Celles qui s'étaient rassemblées ici n'avaient pas de différence de rang. Elles convoitaient toutes Lacius, et leurs titres comme leurs fortunes familiales étaient similaires. Donc tout le monde pouvait parler librement.
Après s'être exprimée, la dame en profita pour donner son opinion.
« En plus, sa robe était très sensuelle —. »

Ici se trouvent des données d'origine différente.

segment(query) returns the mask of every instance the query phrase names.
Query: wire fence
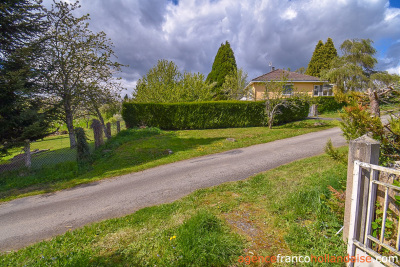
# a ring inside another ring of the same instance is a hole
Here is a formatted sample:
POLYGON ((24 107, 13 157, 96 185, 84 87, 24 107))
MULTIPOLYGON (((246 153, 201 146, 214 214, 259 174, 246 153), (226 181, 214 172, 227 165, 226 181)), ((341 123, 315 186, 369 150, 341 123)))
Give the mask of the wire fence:
MULTIPOLYGON (((115 122, 109 125, 108 130, 111 136, 115 136, 121 128, 125 128, 125 125, 115 122)), ((93 152, 95 149, 94 129, 86 128, 84 130, 90 151, 93 152)), ((104 131, 103 138, 105 138, 104 131)), ((77 150, 76 148, 70 148, 69 135, 66 131, 32 142, 29 146, 28 150, 26 148, 14 149, 12 155, 0 163, 0 175, 21 168, 38 170, 43 167, 55 166, 59 163, 76 162, 77 150)))

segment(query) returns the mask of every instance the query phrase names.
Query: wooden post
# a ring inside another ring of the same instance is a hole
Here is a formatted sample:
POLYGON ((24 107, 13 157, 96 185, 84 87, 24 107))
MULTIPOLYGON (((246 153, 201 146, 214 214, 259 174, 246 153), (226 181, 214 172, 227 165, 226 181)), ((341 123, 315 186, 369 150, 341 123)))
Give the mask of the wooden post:
POLYGON ((27 139, 25 140, 25 167, 31 168, 32 166, 32 155, 31 155, 31 142, 27 139))
POLYGON ((111 123, 107 123, 106 124, 106 127, 107 127, 107 139, 110 139, 111 138, 111 123))
POLYGON ((117 133, 121 131, 121 122, 117 121, 117 133))
MULTIPOLYGON (((349 144, 349 159, 347 167, 347 184, 346 184, 346 202, 344 211, 344 228, 343 228, 343 241, 347 242, 349 236, 349 223, 351 216, 351 194, 353 190, 353 171, 354 161, 359 160, 361 162, 371 163, 378 165, 379 163, 379 148, 380 143, 367 135, 363 135, 355 140, 350 141, 349 144)), ((361 174, 361 185, 360 185, 360 198, 359 198, 359 209, 358 224, 355 231, 355 239, 363 242, 364 240, 364 228, 367 217, 367 205, 368 205, 368 187, 370 180, 370 172, 363 170, 361 174)), ((375 202, 373 202, 375 203, 375 202)))
POLYGON ((98 148, 99 146, 104 144, 103 127, 102 127, 100 121, 96 120, 96 119, 92 120, 91 127, 93 129, 93 135, 94 135, 94 146, 95 146, 95 148, 98 148))

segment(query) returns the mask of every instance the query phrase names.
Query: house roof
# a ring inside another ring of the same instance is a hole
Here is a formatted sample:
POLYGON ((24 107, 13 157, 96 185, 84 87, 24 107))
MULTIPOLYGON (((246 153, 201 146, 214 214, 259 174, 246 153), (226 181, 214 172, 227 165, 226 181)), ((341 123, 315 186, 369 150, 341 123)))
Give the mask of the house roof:
POLYGON ((290 82, 321 82, 318 77, 277 69, 251 80, 252 82, 281 81, 285 77, 290 82))

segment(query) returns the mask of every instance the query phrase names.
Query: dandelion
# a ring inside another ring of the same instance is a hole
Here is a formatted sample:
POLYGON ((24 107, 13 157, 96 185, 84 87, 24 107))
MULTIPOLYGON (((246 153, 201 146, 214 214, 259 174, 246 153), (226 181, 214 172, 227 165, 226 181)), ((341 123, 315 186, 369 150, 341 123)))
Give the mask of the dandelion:
POLYGON ((170 238, 169 238, 169 240, 172 240, 172 239, 175 239, 176 238, 176 236, 174 235, 174 236, 171 236, 170 238))

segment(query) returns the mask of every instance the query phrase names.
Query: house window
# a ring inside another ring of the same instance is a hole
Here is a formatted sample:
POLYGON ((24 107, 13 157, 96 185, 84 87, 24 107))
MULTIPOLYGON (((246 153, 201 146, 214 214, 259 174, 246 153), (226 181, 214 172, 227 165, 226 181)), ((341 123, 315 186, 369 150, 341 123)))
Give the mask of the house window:
POLYGON ((319 96, 320 87, 319 85, 314 85, 314 96, 319 96))
POLYGON ((283 95, 292 95, 293 94, 293 84, 286 84, 283 86, 283 95))
POLYGON ((331 84, 314 85, 314 96, 333 96, 331 84))
POLYGON ((333 86, 331 84, 324 84, 322 86, 322 92, 324 96, 333 96, 333 86))

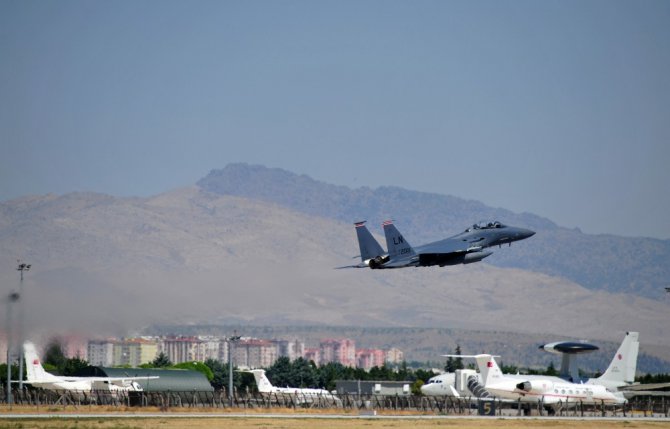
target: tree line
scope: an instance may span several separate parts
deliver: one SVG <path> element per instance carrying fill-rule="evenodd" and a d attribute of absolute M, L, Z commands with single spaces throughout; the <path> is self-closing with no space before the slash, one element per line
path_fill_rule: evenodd
<path fill-rule="evenodd" d="M 463 359 L 458 357 L 461 354 L 460 346 L 456 347 L 454 356 L 447 357 L 444 364 L 445 372 L 455 372 L 466 366 Z M 47 346 L 42 362 L 47 372 L 74 376 L 81 373 L 89 367 L 88 362 L 79 357 L 68 358 L 63 353 L 63 348 L 57 341 L 52 341 Z M 156 358 L 146 364 L 140 365 L 141 368 L 162 368 L 162 369 L 188 369 L 201 372 L 212 387 L 215 389 L 227 389 L 229 382 L 229 367 L 227 363 L 215 359 L 207 359 L 205 362 L 183 362 L 173 364 L 168 356 L 161 352 Z M 469 364 L 468 368 L 474 368 Z M 517 373 L 520 368 L 515 366 L 501 367 L 504 373 Z M 12 365 L 12 380 L 18 379 L 18 367 Z M 256 382 L 250 373 L 239 371 L 233 367 L 233 385 L 238 391 L 256 392 Z M 406 362 L 399 366 L 384 364 L 381 367 L 375 366 L 370 370 L 354 368 L 342 365 L 341 363 L 330 362 L 318 366 L 314 361 L 307 361 L 304 358 L 298 358 L 291 361 L 288 357 L 280 357 L 270 367 L 265 368 L 266 375 L 270 382 L 277 387 L 298 387 L 298 388 L 321 388 L 329 391 L 335 390 L 336 380 L 361 380 L 361 381 L 404 381 L 411 384 L 412 393 L 419 394 L 421 386 L 428 379 L 437 375 L 433 370 L 422 368 L 409 368 Z M 553 362 L 549 364 L 546 370 L 524 370 L 527 374 L 539 375 L 558 375 Z M 3 385 L 6 383 L 7 365 L 0 365 L 0 381 Z M 644 375 L 636 377 L 636 381 L 642 383 L 663 383 L 670 382 L 670 374 Z"/>

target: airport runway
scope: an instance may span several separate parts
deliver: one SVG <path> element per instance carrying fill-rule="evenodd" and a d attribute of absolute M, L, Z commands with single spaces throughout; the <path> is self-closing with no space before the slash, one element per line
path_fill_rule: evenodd
<path fill-rule="evenodd" d="M 438 416 L 438 415 L 351 415 L 351 414 L 256 414 L 256 413 L 32 413 L 0 414 L 0 420 L 40 419 L 297 419 L 297 420 L 512 420 L 512 421 L 592 421 L 592 422 L 663 422 L 670 417 L 549 417 L 549 416 Z"/>

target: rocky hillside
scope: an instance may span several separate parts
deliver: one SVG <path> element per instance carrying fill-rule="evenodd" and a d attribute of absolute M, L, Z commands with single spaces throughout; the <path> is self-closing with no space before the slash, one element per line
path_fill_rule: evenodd
<path fill-rule="evenodd" d="M 422 244 L 463 231 L 482 220 L 499 220 L 538 232 L 531 240 L 496 252 L 486 262 L 570 279 L 588 289 L 662 299 L 670 278 L 670 240 L 589 235 L 530 213 L 513 213 L 478 201 L 396 187 L 350 189 L 280 169 L 231 164 L 213 170 L 198 186 L 219 195 L 268 201 L 311 216 L 371 229 L 393 218 L 410 243 Z M 504 190 L 501 190 L 504 192 Z M 356 252 L 355 243 L 351 246 Z"/>
<path fill-rule="evenodd" d="M 525 251 L 534 239 L 491 258 Z M 32 329 L 123 335 L 168 322 L 316 324 L 615 342 L 637 330 L 649 344 L 670 346 L 662 300 L 486 263 L 333 269 L 355 250 L 348 222 L 197 187 L 146 199 L 68 194 L 0 205 L 0 282 L 18 287 L 17 257 L 33 264 L 25 282 Z"/>

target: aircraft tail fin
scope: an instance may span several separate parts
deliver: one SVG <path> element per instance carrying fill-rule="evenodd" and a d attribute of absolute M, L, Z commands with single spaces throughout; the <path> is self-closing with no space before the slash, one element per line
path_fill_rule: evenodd
<path fill-rule="evenodd" d="M 473 358 L 477 362 L 477 369 L 482 378 L 484 387 L 494 384 L 503 379 L 504 375 L 498 366 L 495 358 L 499 356 L 480 354 L 480 355 L 442 355 L 446 357 Z"/>
<path fill-rule="evenodd" d="M 614 382 L 621 386 L 635 381 L 637 354 L 640 348 L 639 332 L 627 332 L 619 349 L 599 381 Z"/>
<path fill-rule="evenodd" d="M 256 379 L 256 386 L 258 386 L 258 391 L 261 393 L 270 393 L 272 392 L 272 383 L 270 383 L 270 380 L 265 376 L 265 370 L 264 369 L 252 369 L 246 372 L 250 372 L 254 375 L 254 379 Z"/>
<path fill-rule="evenodd" d="M 59 380 L 58 377 L 44 370 L 33 343 L 26 342 L 23 344 L 23 352 L 26 360 L 26 383 Z"/>
<path fill-rule="evenodd" d="M 416 254 L 412 246 L 400 234 L 395 225 L 393 225 L 393 221 L 384 221 L 382 225 L 384 226 L 384 235 L 386 236 L 386 247 L 391 259 L 409 257 Z"/>
<path fill-rule="evenodd" d="M 503 373 L 493 356 L 485 354 L 477 355 L 475 360 L 477 361 L 477 367 L 479 368 L 484 388 L 503 378 Z"/>
<path fill-rule="evenodd" d="M 361 251 L 361 261 L 365 262 L 386 253 L 365 226 L 365 221 L 356 222 L 354 225 L 356 226 L 358 247 Z"/>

« Ha ! La robe a de l'importance, maintenant ? »
« C'est important. Sir Lacius a peut-être aimé ce genre de robe. »
« …… ! »
« Sir Lacius aime ce type de femme ? Elle est très fière et dit avec sa bouche qu'elle est jolie. Même devant la princesse, elle n'hésite pas du tout…… Tandis que nous, de notre côté, on était occupées à regarder maladroitement. »
Les dames, qui s'apprêtaient à contredire, finirent par se taire. Parce que c'est vrai, en fait.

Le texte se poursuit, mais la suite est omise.